Limitations and Known Issues

The solution is limited to IMap and ICache

Since we’re relying on WAN replication for migration, the data migration is restricted to migrating IMap and ICache data. In addition to this, IMap WAN replication supports WAN sync while ICache doesn’t.

The migration member needs to be able to deserialize and serialize all the received keys and values:

Since the serialized format of some classes changed between major versions, we need to deserialize and re-serialize every key and value received from a member from another major version. Otherwise, we might end up with two entries in an IMap for the exact same key or we might not remove an entry even though it was deleted on the source/active cluster. This is the task of the migration member and it means that this member needs to have the class definition for all keys and values received from the clusters of another major version. On the other hand, for entries received from a cluster of the same major version, we don’t need to go through this process as we are sure that the serialized format hasn’t changed. This saves us from spending processing time and creating more litter for the GC to clean up.

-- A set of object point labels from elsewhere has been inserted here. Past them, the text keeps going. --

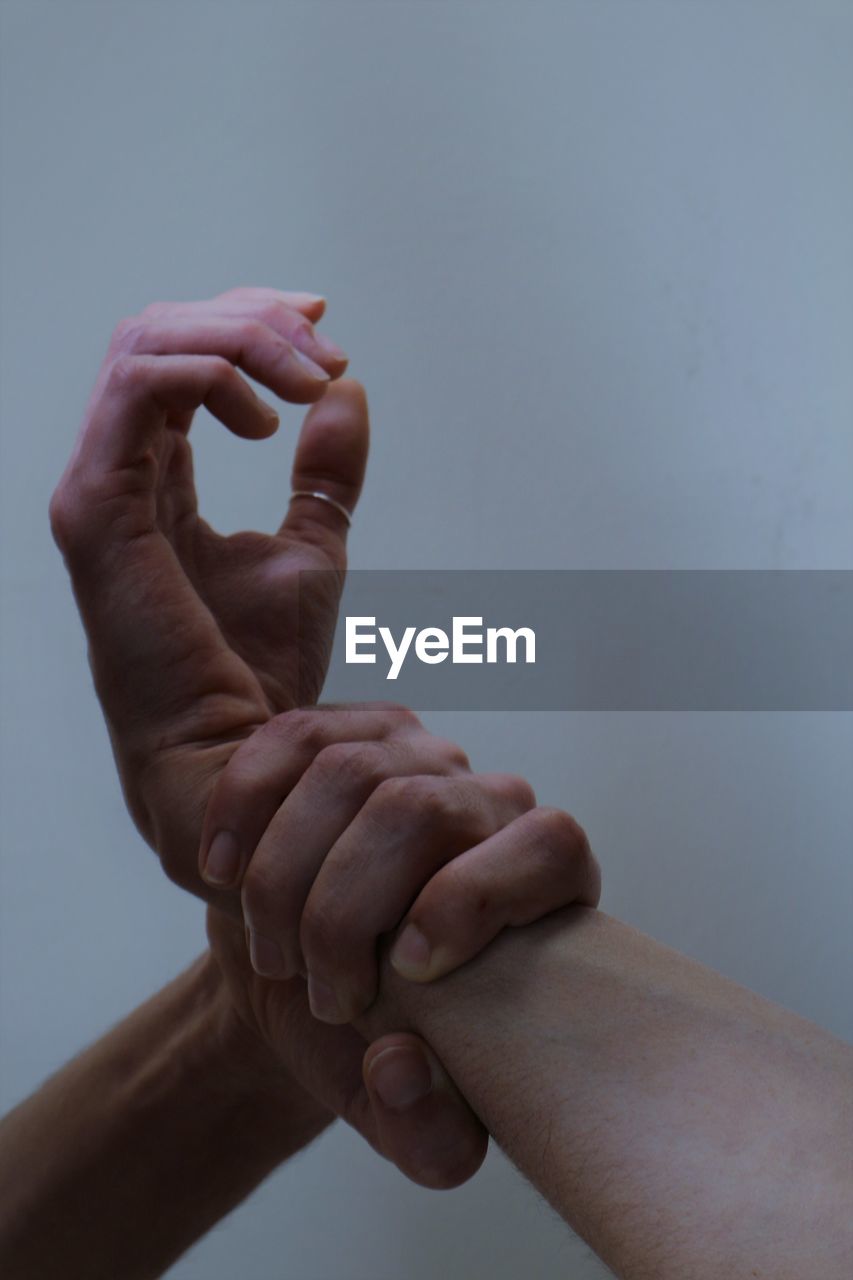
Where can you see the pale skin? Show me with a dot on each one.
(628, 1146)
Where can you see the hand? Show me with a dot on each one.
(345, 823)
(397, 1093)
(192, 636)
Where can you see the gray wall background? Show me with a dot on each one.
(594, 265)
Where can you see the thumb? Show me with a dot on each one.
(331, 458)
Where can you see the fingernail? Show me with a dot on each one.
(328, 347)
(411, 952)
(267, 956)
(222, 864)
(323, 1001)
(401, 1077)
(308, 364)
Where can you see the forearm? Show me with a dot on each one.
(131, 1152)
(683, 1125)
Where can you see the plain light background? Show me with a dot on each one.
(594, 264)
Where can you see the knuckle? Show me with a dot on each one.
(351, 764)
(322, 933)
(398, 717)
(261, 896)
(126, 333)
(301, 330)
(418, 801)
(560, 831)
(127, 373)
(251, 332)
(516, 790)
(454, 755)
(222, 370)
(304, 727)
(63, 512)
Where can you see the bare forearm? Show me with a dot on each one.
(137, 1147)
(683, 1125)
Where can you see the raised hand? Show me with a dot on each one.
(192, 635)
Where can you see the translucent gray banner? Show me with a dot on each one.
(591, 640)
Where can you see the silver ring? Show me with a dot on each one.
(323, 497)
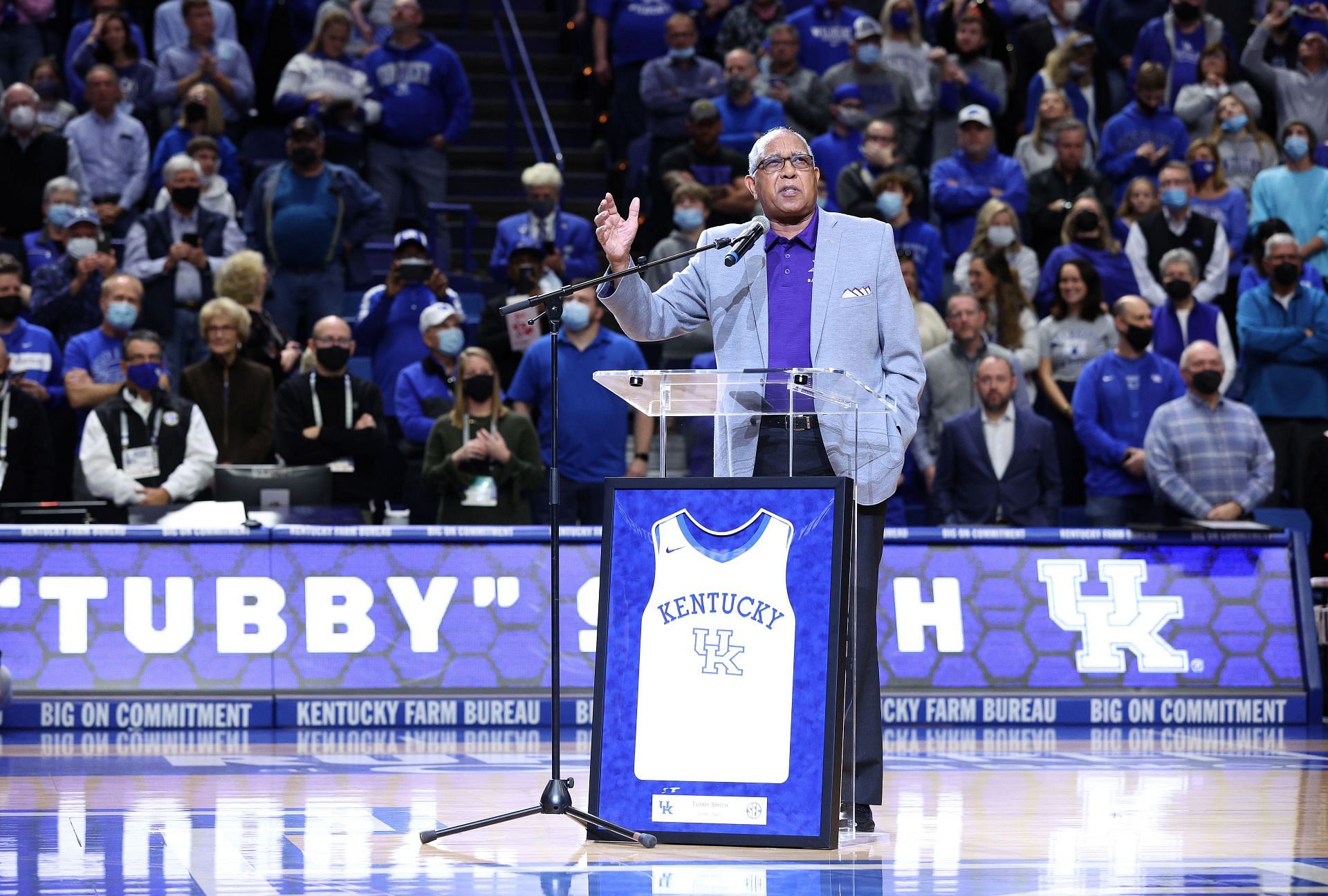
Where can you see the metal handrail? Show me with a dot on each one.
(555, 148)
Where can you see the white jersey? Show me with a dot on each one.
(714, 698)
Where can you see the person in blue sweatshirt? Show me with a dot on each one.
(1143, 137)
(962, 183)
(1283, 330)
(1113, 404)
(427, 106)
(388, 326)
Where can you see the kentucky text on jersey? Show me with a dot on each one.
(720, 601)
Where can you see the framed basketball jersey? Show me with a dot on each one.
(717, 679)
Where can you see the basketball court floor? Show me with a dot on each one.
(967, 813)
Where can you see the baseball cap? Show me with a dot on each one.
(866, 27)
(439, 312)
(703, 111)
(975, 113)
(411, 235)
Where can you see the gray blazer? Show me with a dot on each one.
(863, 323)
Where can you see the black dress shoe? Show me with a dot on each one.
(861, 816)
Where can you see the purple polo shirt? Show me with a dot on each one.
(788, 279)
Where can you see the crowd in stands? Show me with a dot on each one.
(1114, 246)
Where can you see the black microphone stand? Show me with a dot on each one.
(557, 799)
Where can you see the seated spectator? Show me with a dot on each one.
(310, 218)
(951, 376)
(235, 395)
(919, 239)
(176, 254)
(388, 324)
(333, 418)
(205, 59)
(674, 82)
(1145, 136)
(115, 151)
(804, 96)
(216, 194)
(996, 232)
(1174, 41)
(1197, 104)
(30, 158)
(1068, 69)
(703, 160)
(1298, 89)
(1052, 193)
(886, 93)
(825, 31)
(326, 82)
(92, 372)
(1217, 199)
(1283, 331)
(964, 80)
(1036, 150)
(53, 111)
(243, 278)
(1078, 331)
(47, 246)
(931, 326)
(997, 466)
(66, 295)
(569, 241)
(144, 445)
(1195, 476)
(844, 144)
(1296, 193)
(748, 24)
(111, 43)
(1114, 400)
(427, 106)
(1245, 150)
(28, 467)
(169, 28)
(1011, 319)
(746, 115)
(1183, 321)
(962, 183)
(481, 457)
(593, 422)
(201, 117)
(856, 187)
(1177, 227)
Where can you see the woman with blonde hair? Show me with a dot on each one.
(482, 457)
(997, 232)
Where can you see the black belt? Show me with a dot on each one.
(801, 422)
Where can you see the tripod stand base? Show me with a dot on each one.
(554, 801)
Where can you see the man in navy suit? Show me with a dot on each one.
(996, 465)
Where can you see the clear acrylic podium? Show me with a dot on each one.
(858, 420)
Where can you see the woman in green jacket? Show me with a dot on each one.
(482, 457)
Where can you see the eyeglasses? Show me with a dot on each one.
(775, 164)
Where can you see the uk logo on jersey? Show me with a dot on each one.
(719, 652)
(1124, 619)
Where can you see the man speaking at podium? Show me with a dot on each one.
(820, 290)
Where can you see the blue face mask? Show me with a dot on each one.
(577, 316)
(890, 203)
(1176, 198)
(688, 218)
(450, 342)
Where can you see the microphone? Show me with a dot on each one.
(760, 225)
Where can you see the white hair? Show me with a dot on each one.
(769, 137)
(542, 174)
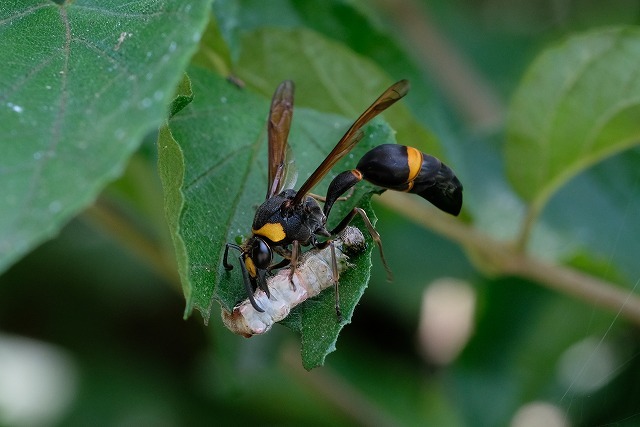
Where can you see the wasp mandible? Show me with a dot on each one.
(289, 220)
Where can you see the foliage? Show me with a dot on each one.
(547, 239)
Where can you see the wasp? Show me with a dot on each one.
(289, 220)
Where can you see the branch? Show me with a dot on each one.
(508, 260)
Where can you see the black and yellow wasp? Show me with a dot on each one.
(290, 219)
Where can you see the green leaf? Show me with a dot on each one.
(578, 104)
(81, 83)
(222, 139)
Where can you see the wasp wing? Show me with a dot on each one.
(279, 124)
(353, 136)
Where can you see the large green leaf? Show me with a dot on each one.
(81, 83)
(578, 103)
(219, 143)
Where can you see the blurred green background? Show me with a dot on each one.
(107, 317)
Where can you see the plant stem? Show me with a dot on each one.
(505, 259)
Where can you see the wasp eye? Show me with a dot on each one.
(261, 254)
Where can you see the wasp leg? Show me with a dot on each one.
(281, 264)
(334, 266)
(335, 276)
(295, 255)
(339, 185)
(249, 285)
(372, 231)
(323, 199)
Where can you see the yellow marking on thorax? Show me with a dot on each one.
(272, 231)
(414, 160)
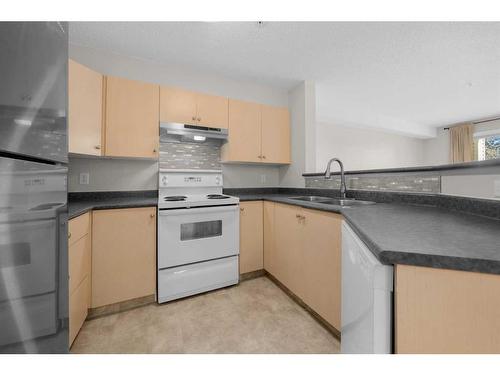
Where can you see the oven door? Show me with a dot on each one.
(190, 235)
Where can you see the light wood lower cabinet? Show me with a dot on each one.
(269, 240)
(123, 254)
(79, 259)
(322, 263)
(251, 236)
(303, 251)
(132, 118)
(446, 311)
(289, 247)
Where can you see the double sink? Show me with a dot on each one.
(331, 201)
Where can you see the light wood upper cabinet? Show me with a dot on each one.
(257, 134)
(244, 141)
(446, 311)
(212, 111)
(132, 118)
(85, 106)
(251, 236)
(123, 254)
(187, 107)
(275, 135)
(322, 263)
(177, 105)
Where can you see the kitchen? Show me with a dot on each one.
(214, 213)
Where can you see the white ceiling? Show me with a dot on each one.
(402, 77)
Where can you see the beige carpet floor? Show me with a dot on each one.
(254, 317)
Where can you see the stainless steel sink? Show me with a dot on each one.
(311, 198)
(332, 201)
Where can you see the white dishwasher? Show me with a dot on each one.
(367, 287)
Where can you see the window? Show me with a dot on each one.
(487, 146)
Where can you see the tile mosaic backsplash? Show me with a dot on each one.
(189, 156)
(400, 183)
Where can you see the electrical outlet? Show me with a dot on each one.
(84, 178)
(497, 188)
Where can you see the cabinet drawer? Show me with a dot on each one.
(78, 308)
(78, 227)
(79, 262)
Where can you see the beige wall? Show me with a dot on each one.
(361, 148)
(437, 150)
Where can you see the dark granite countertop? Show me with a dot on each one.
(79, 203)
(429, 168)
(420, 233)
(416, 235)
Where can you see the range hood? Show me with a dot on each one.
(191, 133)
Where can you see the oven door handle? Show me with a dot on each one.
(205, 210)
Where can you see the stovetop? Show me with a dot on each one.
(188, 188)
(195, 200)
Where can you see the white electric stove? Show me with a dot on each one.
(198, 234)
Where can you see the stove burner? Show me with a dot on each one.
(217, 196)
(175, 198)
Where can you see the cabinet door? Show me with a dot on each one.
(322, 264)
(85, 99)
(275, 135)
(212, 111)
(123, 254)
(244, 133)
(79, 262)
(251, 237)
(177, 105)
(288, 231)
(132, 118)
(78, 308)
(269, 247)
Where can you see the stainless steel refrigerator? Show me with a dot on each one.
(33, 187)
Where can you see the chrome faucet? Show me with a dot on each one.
(328, 176)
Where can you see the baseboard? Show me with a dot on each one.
(334, 331)
(114, 308)
(252, 275)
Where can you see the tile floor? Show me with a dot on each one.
(253, 317)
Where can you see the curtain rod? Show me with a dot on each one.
(477, 122)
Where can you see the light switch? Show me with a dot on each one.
(497, 188)
(84, 178)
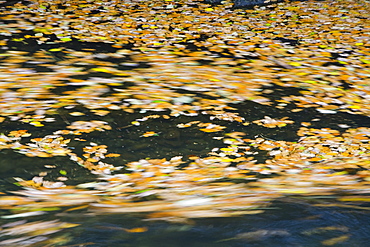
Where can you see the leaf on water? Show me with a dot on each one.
(21, 215)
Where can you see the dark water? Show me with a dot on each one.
(291, 221)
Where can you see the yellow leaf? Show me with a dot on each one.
(138, 229)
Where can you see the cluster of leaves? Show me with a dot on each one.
(182, 58)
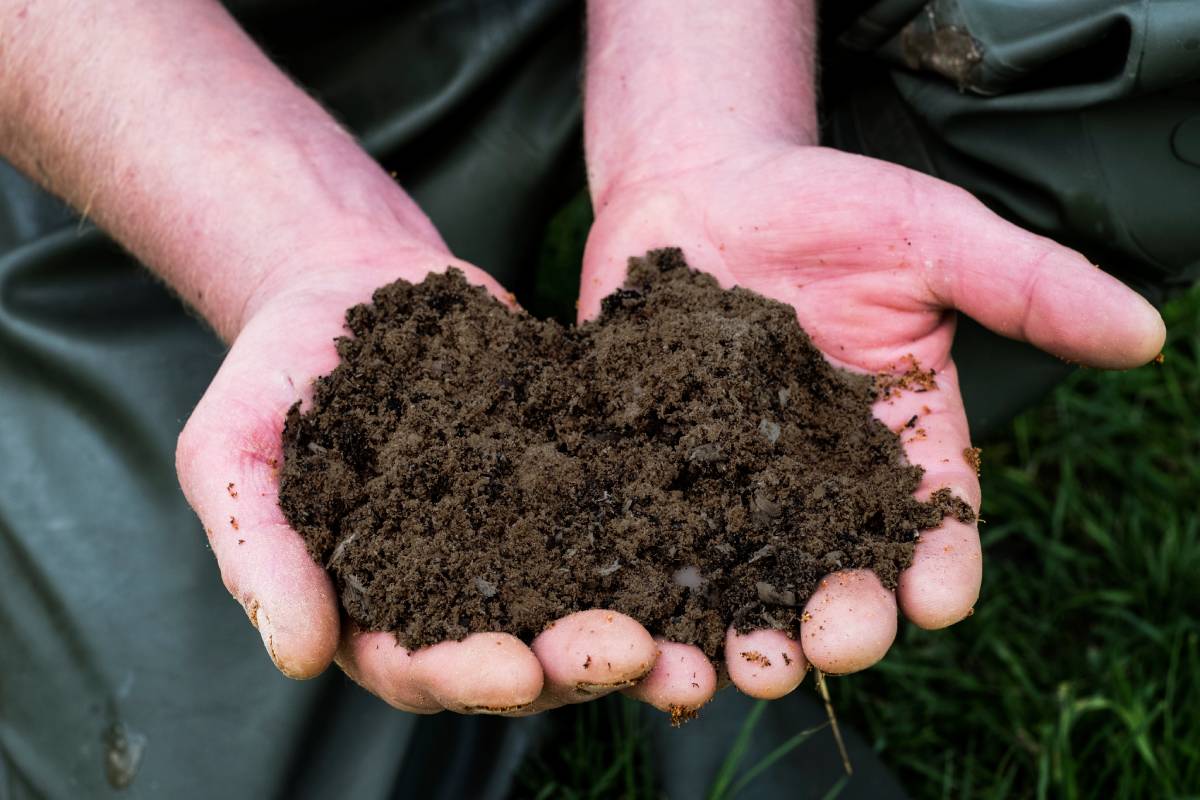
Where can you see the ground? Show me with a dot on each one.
(1073, 677)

Issues when using merkle trees and keys and values of specific classes:

The serialized format of some classes changed between 3.12.x and 5.x and merkle trees may report that there are differences between two IMaps while in fact there is none. For WAN sync using merkle trees, this means the source cluster might transmit more entries than what is necessary to bring the two IMaps in-sync. This is not a correctness issue, and the IMaps should end up with the same contents. On the other hand, a "consistency check" might always report that the two IMaps are out-of-sync while in fact the contents of the IMaps are identical.

Client Migration

Starting with Hazelcast IMDG 4.0, in addition to all the serialization changes done on the member side, there have been many changes in how the client connects and interacts with the cluster. On top of this, Hazelcast 5.x introduced new features not available in 3.12.x and removed some features that were present in 3.12.x. Because of these changes it is not possible to maintain the "illusion" of connecting to a 5.x cluster with a 3.12.x member.

The general suggestion on approaching the migration of clients between 3.12.x and 5.x clusters is shown in the image below.

Client migration scenario

As shown, the 3.12.x clients should stay connected to the 3.12 cluster and the 5.x clients should stay connected to the 5.x cluster. The migration tool ensures that the data between 3.12.x and 5.x members is in-sync. You can then gradually transfer applications from the 3.12.x clients to applications using 4.x or 5.x clients. After all applications are using the 5.x clients and reading/writing data from/to the 5.x members, the 3.12.x cluster and the 3.12.x clients can be shut down.

The same suggestion applies when migrating back from 5.x to 3.12.x, only with the versions reversed.

Using Rolling Upgrades

For migrating between IMDG 4.x and Platform 5.0 releases, you can also use the Rolling Upgrade feature, in addition to the migration tool described above. See the Rolling Upgrades section on how to perform it.